Biochemical and biological functions of proteins are the product of both the overall fold of the polypeptide chain, and, typically, structural motifs made up of smaller numbers of amino acids constituting a catalytic center or a binding site that may be remote from one another in amino acid sequence. Detection of such structural motifs can provide valuable insights into the function(s) of previously uncharacterized proteins.
Technically, this remains an extremely challenging problem because of the size of the Protein Data Bank (PDB) archive. We have developed a new approach that uses an inverted index strategy capable of analyzing >200,000 PDB structures with unmatched speed. The efficiency of our inverted index method depends critically on identifying the small number of structures containing the query motif and ignoring most of the structures that are irrelevant. Our approach enables real-time retrieval and superposition of structural motifs, either extracted from a reference structure or uploaded by the user.

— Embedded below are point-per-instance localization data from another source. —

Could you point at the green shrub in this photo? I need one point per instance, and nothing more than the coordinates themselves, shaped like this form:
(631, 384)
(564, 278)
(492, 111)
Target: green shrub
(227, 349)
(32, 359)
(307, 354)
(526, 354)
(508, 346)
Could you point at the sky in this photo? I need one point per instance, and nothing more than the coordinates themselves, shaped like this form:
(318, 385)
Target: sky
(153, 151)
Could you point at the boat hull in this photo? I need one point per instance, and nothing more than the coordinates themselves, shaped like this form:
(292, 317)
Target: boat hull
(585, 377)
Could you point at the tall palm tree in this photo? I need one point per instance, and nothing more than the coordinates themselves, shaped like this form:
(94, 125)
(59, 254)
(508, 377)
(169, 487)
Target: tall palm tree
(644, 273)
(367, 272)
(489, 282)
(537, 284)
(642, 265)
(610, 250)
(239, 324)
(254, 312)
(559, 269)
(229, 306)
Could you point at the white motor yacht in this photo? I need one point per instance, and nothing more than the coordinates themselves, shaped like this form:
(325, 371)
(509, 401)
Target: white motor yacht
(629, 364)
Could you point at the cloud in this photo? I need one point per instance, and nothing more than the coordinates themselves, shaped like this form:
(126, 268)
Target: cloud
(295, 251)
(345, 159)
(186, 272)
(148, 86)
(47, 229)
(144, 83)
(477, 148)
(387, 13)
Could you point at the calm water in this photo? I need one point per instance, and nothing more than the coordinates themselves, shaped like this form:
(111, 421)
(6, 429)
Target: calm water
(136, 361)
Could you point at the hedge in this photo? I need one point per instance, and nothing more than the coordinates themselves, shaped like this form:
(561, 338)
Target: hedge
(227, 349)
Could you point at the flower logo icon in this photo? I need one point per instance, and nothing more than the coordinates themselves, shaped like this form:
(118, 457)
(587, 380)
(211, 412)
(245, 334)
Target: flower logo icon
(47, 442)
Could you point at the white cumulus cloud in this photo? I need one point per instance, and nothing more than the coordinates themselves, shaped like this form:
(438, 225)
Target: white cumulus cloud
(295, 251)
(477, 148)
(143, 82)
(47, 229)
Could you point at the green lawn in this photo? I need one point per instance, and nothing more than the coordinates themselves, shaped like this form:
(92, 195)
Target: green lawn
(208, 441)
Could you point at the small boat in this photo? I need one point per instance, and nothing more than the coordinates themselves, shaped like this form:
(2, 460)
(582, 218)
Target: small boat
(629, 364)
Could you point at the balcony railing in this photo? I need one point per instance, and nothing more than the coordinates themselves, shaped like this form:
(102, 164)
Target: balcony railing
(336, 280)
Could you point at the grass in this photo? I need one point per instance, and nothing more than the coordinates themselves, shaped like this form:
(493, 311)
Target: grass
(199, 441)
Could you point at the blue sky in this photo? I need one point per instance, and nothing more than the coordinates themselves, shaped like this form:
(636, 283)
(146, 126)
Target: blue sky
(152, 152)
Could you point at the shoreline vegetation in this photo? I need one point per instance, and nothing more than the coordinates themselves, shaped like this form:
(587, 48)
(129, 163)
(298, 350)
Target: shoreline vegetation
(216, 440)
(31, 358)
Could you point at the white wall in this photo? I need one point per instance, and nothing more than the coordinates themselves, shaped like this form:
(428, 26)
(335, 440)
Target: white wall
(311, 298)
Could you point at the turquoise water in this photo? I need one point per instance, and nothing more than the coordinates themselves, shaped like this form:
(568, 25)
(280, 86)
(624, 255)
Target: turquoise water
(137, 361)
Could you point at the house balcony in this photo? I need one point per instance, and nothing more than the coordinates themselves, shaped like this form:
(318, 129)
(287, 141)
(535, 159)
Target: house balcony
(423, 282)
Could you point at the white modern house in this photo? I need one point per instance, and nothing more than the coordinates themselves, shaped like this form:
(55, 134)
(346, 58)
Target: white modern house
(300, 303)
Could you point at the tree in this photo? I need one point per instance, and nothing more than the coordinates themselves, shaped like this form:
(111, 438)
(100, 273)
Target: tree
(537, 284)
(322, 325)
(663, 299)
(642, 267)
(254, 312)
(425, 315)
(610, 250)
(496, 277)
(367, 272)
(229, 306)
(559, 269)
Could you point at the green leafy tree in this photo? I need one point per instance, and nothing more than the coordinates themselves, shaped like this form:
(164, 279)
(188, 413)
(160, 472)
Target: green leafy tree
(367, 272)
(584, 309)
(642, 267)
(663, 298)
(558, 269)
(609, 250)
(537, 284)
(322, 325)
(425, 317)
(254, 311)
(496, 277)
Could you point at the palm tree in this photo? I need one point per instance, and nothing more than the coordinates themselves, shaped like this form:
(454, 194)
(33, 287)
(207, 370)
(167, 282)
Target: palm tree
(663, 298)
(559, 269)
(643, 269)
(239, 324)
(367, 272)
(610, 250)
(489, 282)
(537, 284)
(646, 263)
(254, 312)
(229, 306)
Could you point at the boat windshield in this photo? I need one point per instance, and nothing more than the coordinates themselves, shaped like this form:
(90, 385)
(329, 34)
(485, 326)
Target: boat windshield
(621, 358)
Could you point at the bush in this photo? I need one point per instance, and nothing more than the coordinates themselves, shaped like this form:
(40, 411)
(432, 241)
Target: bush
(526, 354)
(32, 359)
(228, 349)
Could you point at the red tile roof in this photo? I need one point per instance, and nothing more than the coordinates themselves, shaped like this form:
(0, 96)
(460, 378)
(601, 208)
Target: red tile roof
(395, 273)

Structural motif searching is available as part of the RCSB Advanced Search and RCSB Mol* plugin. Help documentation is available.
Current benchmark times to search in 208,702 PDB structures and 1,068,577 AlphaFold/RoseTTAFold predictions as of 8/16/23, obtained on an instance with 6 cores and 64 GB memory. All structure data is held in memory, inverted index data is read from an SSD.
| Motif | Definition | Found Assemblies | 'Paths' Time [ms] | 'Score' Time [ms] | Total Time [ms] |
|---|---|---|---|---|---|
| Serine Protease | 4cha - His:B-42, Asp:B-87, Ser:C-47 | 5,309 | 618 | 22 | 673 |
| Aminopeptidase | 1lap - Lys:A-250, Asp:A-255, Asp:A-273, Asp:A-332, Glu:A-334 | 91 | 158 | 1 | 181 |
| Zinc Fingers | 1g2f - Cys:F-7 His:F-25 His:F-29 | 739 | 135 | 3 | 160 |
| Enolase Superfamily | 2mnr - Lys:A-162, Asp:A-193, Glu:A-219, Glu:A-245, His:A-295 | 192 | 253 | 2 | 275 |
| Enolase Superfamily (exchanges) | 2mnr - Lys/His:A-162, Asp:A-193, Glu:A-219, Glu/Asp/Asn:A-245, His/Lys:A-295 | 210 | 2,996 | 14 | 3,032 |
| RNA G-Quadruplex | 3ibk - G:A-4, G:A-10, G:B-4, G:B-10 | 85 | 2,364 | 236 | 2,622 |
| Motif | Definition | Found Assemblies | 'Paths' Time [ms] | 'Score' Time [ms] | Total Time [ms] |
|---|---|---|---|---|---|
| Serine Protease | 4cha - His:B-42, Asp:B-87, Ser:C-47 | 10,254 | 1,710 | 125 | 1,988 |
| Aminopeptidase | 1lap - Lys:A-250, Asp:A-255, Asp:A-273, Asp:A-332, Glu:A-334 | 647 | 352 | 7 | 389 |
| Zinc Fingers | 1g2f - Cys:F-7 His:F-25 His:F-29 | 9,442 | 492 | 92 | 686 |
| Enolase Superfamily | 2mnr - Lys:A-162, Asp:A-193, Glu:A-219, Glu:A-245, His:A-295 | 328 | 659 | 5 | 689 |
| Enolase Superfamily (exchanges) | 2mnr - Lys/His:A-162, Asp:A-193, Glu:A-219, Glu/Asp/Asn:A-245, His/Lys:A-295 | 350 | 5,246 | 25 | 5,296 |
| RNA G-Quadruplex | 3ibk - G:A-4, G:A-10, G:B-4, G:B-10 | 85 | 2,453 | 253 | 2,742 |
Search for all assemblies that contain hits with an RMSD <2 Å. 'Paths' refers to the time spent on inverted index operations, which identify all candidate structures that contain the motif. 'Score' refers to the time spent on aligning candidate structures to the query and computing RMSD values.
Computed structure models ignore unreliable regions with pLDDT <70.
- nucleotide support
- inter-chain & assembly support
- position-specific exchanges
- modified residues
- support for computed structure models, like from AlphaFold
- detect motifs in a structure of interest
strucmotif-search is distributed by maven and supports Java 11+. To get started, append your pom.xml by:
<dependency> <groupId>org.rcsb</groupId> <artifactId>strucmotif-search</artifactId> <version>0.22.0</version> </dependency>An alternative way to use the library is cloning this repository and building the corresponding Maven modules.
The Strucmotif class provides a fluent API to process structural motif queries.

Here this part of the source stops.